De 1931 até 1964, a publicidade da Coca-Cola ampliou muito as “atividades” do seu Papai Noel – entregando brinquedos e brincando com eles, lendo cartas com pedidos, visitando crianças, atacando geladeiras, desfrutando do refrigerante – e multiplicou as formas de aplicação das pinturas a óleo de Sundblom em anúncios e outras mídias. O artista usava amigos, crianças e até animais da vizinhança como modelos nas ilustrações e a menor alteração motivava manifestações e reclamações dos consumidores. Numa ocasião, ele esqueceu de colocar aliança no dedo do velhinho e a comprovação do sucesso foi imediata: uma enxurrada de pessoas quis saber da empresa o que tinha acontecido com Mamãe Noel!

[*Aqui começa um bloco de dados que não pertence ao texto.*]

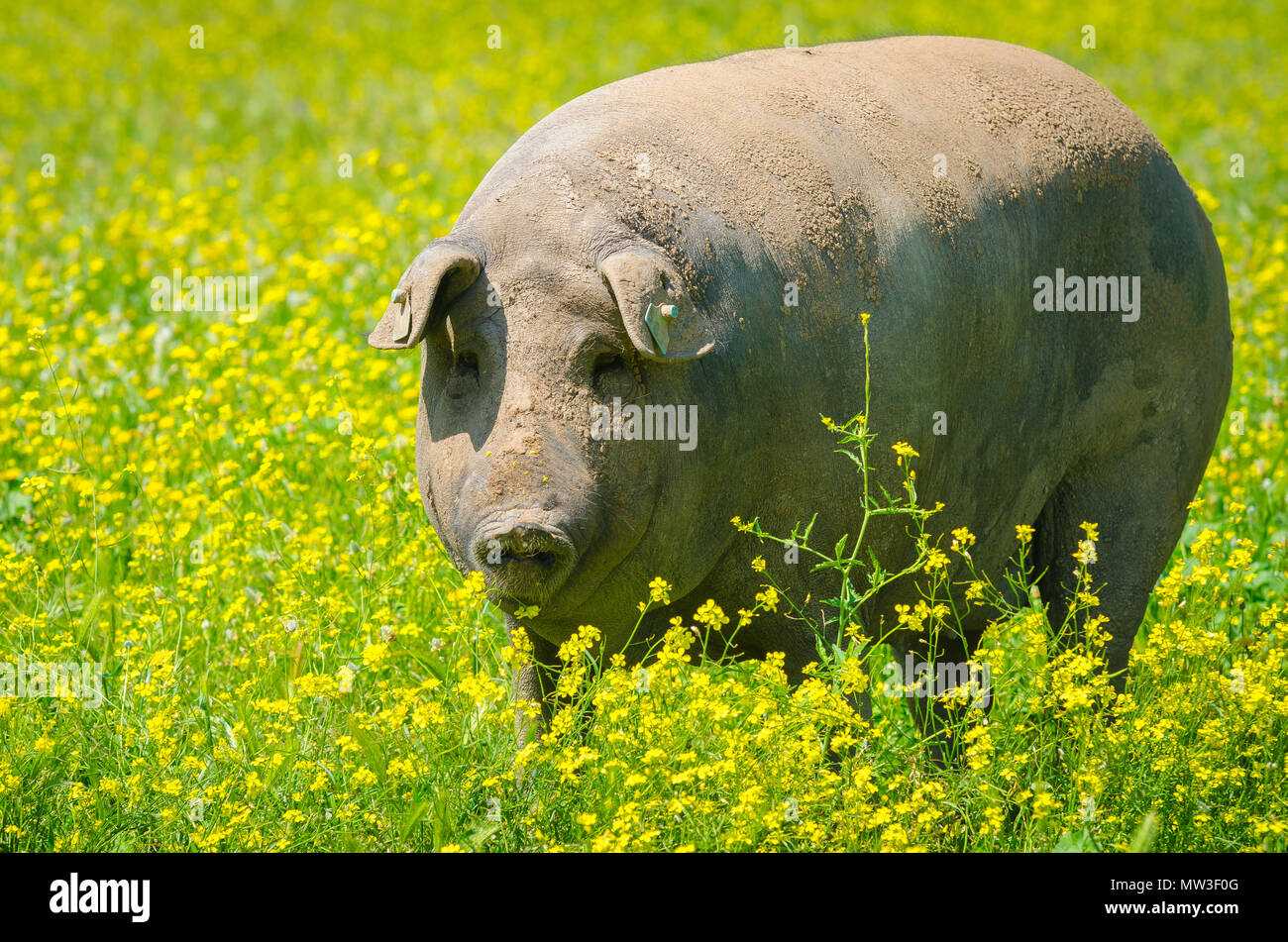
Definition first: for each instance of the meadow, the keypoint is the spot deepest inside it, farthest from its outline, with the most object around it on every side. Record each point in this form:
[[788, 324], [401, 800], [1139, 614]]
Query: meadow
[[219, 508]]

Hoje, essas pinturas estão entre as peças mais valiosas da coleção de arte da empresa, já foram mostradas em museus importantes ao redor do mundo e permanecem em exibição no Word of Coca-Cola, em Atlanta (EUA).

A origem

São Nicolau (270-343), nascido na atual Turquia, foi um bispo cristão que costumava ajudar pessoas e dar presentes, sempre agindo em segredo. Teria sido esse costume do religioso que forjou o perfil do Papai Noel que conhecemos hoje.

Há quem defenda que a origem pode estar na lenda do Velho do Inverno, anterior a São Nicolau, um homem velho que aparecia na estação fria envolto em peles para pedir comida e bebida de casa em casa. Como o inverno era um período de privações inclusive de comida, quem o ajudasse de coração garantiria prosperidade e um inverno mais ameno.

O personagem

Em 1822, o professor norte-americano Clement Clark Moore visitava a prima Mary McVicker, onde hoje está Constableville, Nova York. Num dia de inverno rigoroso, ao lançar mão de um trenó para vencer a neve e ir à cidade fazer compras, ele se inspirou para escrever o poema A Visit from St. Nicholas (Uma visita de São Nicolau). O escrito, que descrevia Papai Noel com as formas atuais, foi lido por Moore para seus filhos na noite da véspera do Natal e, no ano seguinte, chegou ao jornal Troy Sentinel pelas mãos de um amigo do professor.

Clement Clark Moore

O nova-iorquino Moore era professor em um seminário de uma congregação protestante, que funciona até hoje no mesmo local (Nova Avenida, em Nova York). Também fazia parte do conselho de curadores da atual Universidade de Colúmbia. Sua posição acadêmica foi decisiva para que preferisse o anonimato naquele poema popular, mas a autoria lhe foi finalmente atribuída a partir de 1837, quando publicado no The New York Book of Poetry (O livro de poesia de Nova York), e depois por diversos editores. Mais adiante, por incentivo dos filhos, para quem havia escrito a peça e lido a primeira vez, incluiu-a no livro Poemas, uma antologia de suas obras editada em 1844.

O autor sofreu contestação de autoria porque alguns estudiosos passaram a atribuir o poema ao major Henry Livingston Jr., parente distante da sua esposa. Até hoje, permanecem duas correntes de opinião, embora a história pareça mais favorável a Moore.

Ele era também empreendedor imobiliário e, usando terras que herdara do avô materno (um militar inglês) numa parte da Manhattan ainda rural, fez fortuna ao lotear a propriedade onde hoje se encontra o bairro de Chelsea – a partir do nome da sua casa, que batizou assim em homenagem ao Royal Hospital Chelsea, de Londres.